The Times article of the Yavari

Matthew Parris

Published: Tuesday April 11 2023, 9.00pm BST, The Times

Lady of the Lake
Two great struggles; two great ladies of a certain age whose lives became intertwined; but one is 163, while Meriel Larken can’t be half that age.
I had lunch with Meriel last Wednesday. Forty years ago this sea captain’s daughter fell in love with the world’s oldest iron-built lake steamer on the world’s highest navigable lake.
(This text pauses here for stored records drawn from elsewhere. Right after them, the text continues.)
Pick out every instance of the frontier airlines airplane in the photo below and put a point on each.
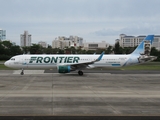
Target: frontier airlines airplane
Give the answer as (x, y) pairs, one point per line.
(67, 63)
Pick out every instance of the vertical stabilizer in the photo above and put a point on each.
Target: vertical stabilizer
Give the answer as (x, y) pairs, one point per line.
(145, 46)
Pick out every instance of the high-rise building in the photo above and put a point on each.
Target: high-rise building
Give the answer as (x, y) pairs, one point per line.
(95, 45)
(133, 41)
(62, 42)
(2, 34)
(25, 39)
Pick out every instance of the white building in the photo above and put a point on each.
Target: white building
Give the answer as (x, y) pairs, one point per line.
(25, 39)
(62, 42)
(132, 41)
(95, 45)
(43, 44)
(2, 34)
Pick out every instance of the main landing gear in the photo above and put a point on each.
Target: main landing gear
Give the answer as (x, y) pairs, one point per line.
(80, 72)
(22, 72)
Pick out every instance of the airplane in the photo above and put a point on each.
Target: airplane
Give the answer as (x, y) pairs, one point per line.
(68, 63)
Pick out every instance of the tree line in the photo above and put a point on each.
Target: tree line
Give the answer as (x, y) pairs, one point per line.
(7, 50)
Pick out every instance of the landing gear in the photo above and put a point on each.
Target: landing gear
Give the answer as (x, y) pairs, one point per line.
(80, 72)
(22, 73)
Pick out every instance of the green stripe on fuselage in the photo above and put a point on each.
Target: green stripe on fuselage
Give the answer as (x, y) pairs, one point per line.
(60, 59)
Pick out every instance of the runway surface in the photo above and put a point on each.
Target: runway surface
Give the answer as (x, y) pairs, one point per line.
(102, 94)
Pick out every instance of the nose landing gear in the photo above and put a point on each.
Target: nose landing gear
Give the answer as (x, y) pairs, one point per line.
(22, 72)
(80, 72)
It’s no exaggeration to say Meriel has since rescued the Yavari — lying rotting, as she was, in the mud shore at Puno on Lake Titicaca in Peru.
In her wonderful book The Ship, the Lady and the Lake, Meriel tells the story of the other lady, commissioned by the Peruvian navy for their lake in 1860, built in West Ham in east London, disassembled into 2,776 pieces, shipped to the Peruvian Pacific, sent by train to the foot of the Andes, transported on mules and llamas up the Andes to 12,507 feet, reassembled (Ikea flatpacks are for softies) and launched in 1870. For more than a century, adapted to burn llama dung, she sailed the lake and was then abandoned. Meriel found her. It’s not long since Meriel took a posse of underprivileged boys from West Ham United supporters’ club on a sponsored epic Andean walk retracing the ship’s climb.
She’s a floating museum piece (the Yavari, not Meriel) and beautifully restored, engine and all — I’ve visited her. But now she’s caught up in Peruvian bureaucracy, can’t earn her keep and Meriel is desperately worried. Any retired admirals out there? Marine philanthropists? Peruvian ambassadors? Two ladies need rescue.